"Gradual renewal and recovery": A Hackney Phalanx sermon for Rogation Sunday
From A Course of Sermons, for the Lord's Day throughout the Year, Volume I (1817) by Joseph Holden Pott - associated with the Hackney Phalanx - extracts from a sermon for Rogation Sunday, on the opening words of the Gospel of the day, "Whatsoever ye shall ask the Father in my name, he will give it you".
Pott offers a wonderful description of how prayer reflects the truth that grace does not destroy nature, for prayer is a means "of gradual renewal and recovery":
At all times the needs of men which have been remedied by the counsels of the Lord, and supplied with a rich abundance by the dispensations of his grace, must receive their succour in a way consistent with a state of gradual renewal and recovery; and to that state the exercise of prayer is more especially adapted. He who moves but by steps and stages, and has need of vigilance and caution at every step, and who must measure every stage with some sad reflection upon that which falls out by the way to remind him of his own infirmity, how shall he not take up the first advances of each successive portion of his course, and close also the journey of each day with prayer?
Prayer likewise demonstrates that, in the Christian life, all is grace:
Prayer is the comrade and associate of the Christian graces, for they also have one language; they join in one acknowledgment that their strength and their supplies are from above; and to that source from which the light breaks, the eye turns naturally, and the heart is lifted. In looking thus upon the progressive course, which is that which human life presents to us, and that also to which the Christian life is evermore adapted, we must find again that the use of prayer is applicable to all times, and is requisite and per at all seasons. How needful is it that the first state of the Christian growth should be fenced and protected by these guards.

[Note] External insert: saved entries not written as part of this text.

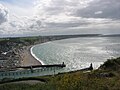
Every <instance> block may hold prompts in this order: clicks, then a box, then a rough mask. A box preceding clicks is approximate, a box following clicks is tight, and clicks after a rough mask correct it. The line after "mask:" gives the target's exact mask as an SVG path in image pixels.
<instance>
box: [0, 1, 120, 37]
mask: <svg viewBox="0 0 120 90" xmlns="http://www.w3.org/2000/svg"><path fill="white" fill-rule="evenodd" d="M85 33H100V34H118V33H119V34H120V0H0V36H1V37H2V36H27V35H44V34H85Z"/></svg>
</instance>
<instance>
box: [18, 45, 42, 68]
mask: <svg viewBox="0 0 120 90" xmlns="http://www.w3.org/2000/svg"><path fill="white" fill-rule="evenodd" d="M31 47H32V46H27V47H25V49H24V50H23V51H22V52H21V54H20V56H21V66H31V65H41V62H40V61H38V60H37V59H35V58H34V57H33V56H32V54H31Z"/></svg>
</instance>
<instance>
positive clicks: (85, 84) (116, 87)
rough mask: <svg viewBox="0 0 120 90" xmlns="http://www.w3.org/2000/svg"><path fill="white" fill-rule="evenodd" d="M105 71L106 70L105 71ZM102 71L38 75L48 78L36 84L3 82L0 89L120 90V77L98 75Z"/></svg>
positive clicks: (44, 79)
mask: <svg viewBox="0 0 120 90" xmlns="http://www.w3.org/2000/svg"><path fill="white" fill-rule="evenodd" d="M104 72H105V71H104ZM99 73H103V72H102V71H92V72H89V73H83V72H81V71H77V72H72V73H64V74H60V75H56V76H44V77H36V78H42V79H44V80H46V81H47V82H45V83H38V84H34V85H30V84H25V83H20V84H15V83H14V84H12V83H9V84H2V85H0V90H120V77H119V76H117V75H115V76H113V77H97V76H96V74H99Z"/></svg>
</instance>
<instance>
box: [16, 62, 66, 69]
mask: <svg viewBox="0 0 120 90" xmlns="http://www.w3.org/2000/svg"><path fill="white" fill-rule="evenodd" d="M31 67H32V68H39V67H46V68H48V67H61V68H63V67H66V65H65V64H64V63H63V64H53V65H34V66H20V67H15V68H24V69H29V68H31Z"/></svg>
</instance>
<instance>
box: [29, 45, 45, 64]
mask: <svg viewBox="0 0 120 90" xmlns="http://www.w3.org/2000/svg"><path fill="white" fill-rule="evenodd" d="M34 47H35V45H34V46H31V48H30V54H31V56H32V57H33V58H35V59H36V60H37V61H39V62H40V63H41V65H45V64H44V63H43V61H42V60H40V59H39V58H38V57H36V56H35V54H34V53H33V51H32V49H33V48H34Z"/></svg>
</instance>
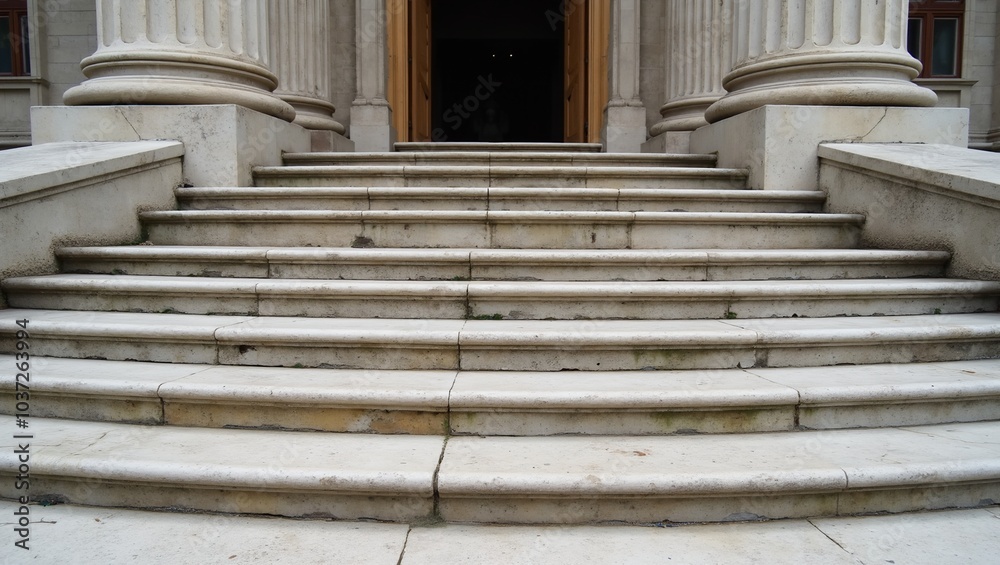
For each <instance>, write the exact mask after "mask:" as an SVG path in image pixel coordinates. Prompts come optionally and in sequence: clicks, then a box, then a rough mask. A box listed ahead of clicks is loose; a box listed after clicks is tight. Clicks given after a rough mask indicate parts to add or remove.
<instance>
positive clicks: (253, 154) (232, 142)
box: [31, 104, 310, 186]
mask: <svg viewBox="0 0 1000 565" xmlns="http://www.w3.org/2000/svg"><path fill="white" fill-rule="evenodd" d="M31 132H32V142H33V143H34V144H35V145H38V144H42V143H52V142H57V141H140V140H153V139H176V140H178V141H180V142H182V143H184V179H185V181H186V182H188V183H190V184H192V185H195V186H251V185H252V184H253V176H252V172H251V169H252V167H254V166H268V165H281V164H282V159H281V154H282V152H304V151H309V149H310V136H309V131H308V130H306V129H303V128H302V127H300V126H297V125H295V124H291V123H289V122H287V121H285V120H282V119H280V118H275V117H273V116H269V115H267V114H262V113H260V112H256V111H254V110H250V109H249V108H245V107H243V106H236V105H229V104H227V105H204V106H39V107H35V108H32V109H31Z"/></svg>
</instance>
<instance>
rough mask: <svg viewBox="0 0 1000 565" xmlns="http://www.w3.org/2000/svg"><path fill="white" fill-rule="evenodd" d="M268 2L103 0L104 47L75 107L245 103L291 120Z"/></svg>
mask: <svg viewBox="0 0 1000 565" xmlns="http://www.w3.org/2000/svg"><path fill="white" fill-rule="evenodd" d="M266 2H267V0H244V1H241V2H233V1H228V0H203V1H200V2H195V1H191V0H98V3H97V19H98V27H97V39H98V46H97V52H96V53H94V55H92V56H90V57H87V58H86V59H84V60H83V62H82V63H81V65H82V67H83V72H84V74H85V75H87V77H88V80H87V81H85V82H84V83H83V84H81V85H80V86H77V87H75V88H72V89H70V90H68V91H67V92H66V94H65V95H64V97H63V100H64V102H65V103H66V104H67V105H71V106H74V105H121V104H171V105H188V104H238V105H241V106H245V107H248V108H251V109H254V110H257V111H259V112H263V113H265V114H270V115H272V116H277V117H279V118H282V119H285V120H288V121H291V120H292V119H293V118H294V117H295V110H294V109H293V108H292V107H291V106H289V105H288V104H287V103H285V102H283V101H282V100H280V99H278V98H277V97H275V96H274V95H272V94H271V91H272V90H274V88H275V87H276V86H277V78H276V77H275V75H274V74H272V73H271V72H270V71H269V70H268V67H267V64H268V31H267V30H268V27H267V5H266Z"/></svg>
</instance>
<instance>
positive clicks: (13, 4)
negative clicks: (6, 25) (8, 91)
mask: <svg viewBox="0 0 1000 565" xmlns="http://www.w3.org/2000/svg"><path fill="white" fill-rule="evenodd" d="M0 16H7V17H8V18H9V24H8V29H7V32H8V34H9V37H10V47H11V51H10V53H11V72H9V73H0V77H5V78H6V77H26V76H31V71H32V68H31V67H32V65H31V59H30V56H31V43H30V42H31V34H30V30H31V27H32V26H31V20H30V16H29V14H28V0H0ZM22 18H25V19H27V20H28V29H29V34H28V37H23V36H22V34H21V19H22ZM25 45H27V47H28V53H27V54H26V53H25V52H24V46H25Z"/></svg>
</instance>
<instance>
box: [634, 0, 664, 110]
mask: <svg viewBox="0 0 1000 565" xmlns="http://www.w3.org/2000/svg"><path fill="white" fill-rule="evenodd" d="M665 4H666V2H663V1H662V0H642V4H640V9H641V12H642V28H641V30H640V36H641V37H640V47H639V58H640V59H641V61H640V65H639V94H640V97H641V98H642V102H643V104H644V105H645V106H646V129H647V130H648V129H649V128H651V127H653V125H654V124H656V123H657V122H659V121H660V119H661V117H660V106H662V105H663V103H664V102H666V91H665V89H666V77H665V76H664V73H663V70H664V63H665V58H666V56H667V53H666V50H667V37H666V5H665Z"/></svg>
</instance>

Finally, in true Old High fashion, Pott counsels how the ordinary practice and discipline of prayer contrasts with an Enthusiast's "scrupulous and narrow misconceits, or wild and fanciful exaggerations":
But above all, prayer is that exercise of the mind and spirit which will render every profitable Occupation or pursuit both safe and prosperous. It is this which strengthens every faculty whilst it seeks strength from above. It is this which refines and regulates the faulty tendencies of passion, in a weak disordered nature. It is this which fixes the attentions and desires on noble objects. It is this which furnishes the Christian either for the day of travel or the season of encounter. By such means will the truth of that word of our Lord be understood, who declared that he came not to lay an heavy yoke of base and trifling superstition on the necks of men, but to endow them with a generous and manly freedom, which can weigh things according to their real worth, and pursue the good, and shun the evil, without scrupulous and narrow misconceits, or wild and fanciful exaggerations.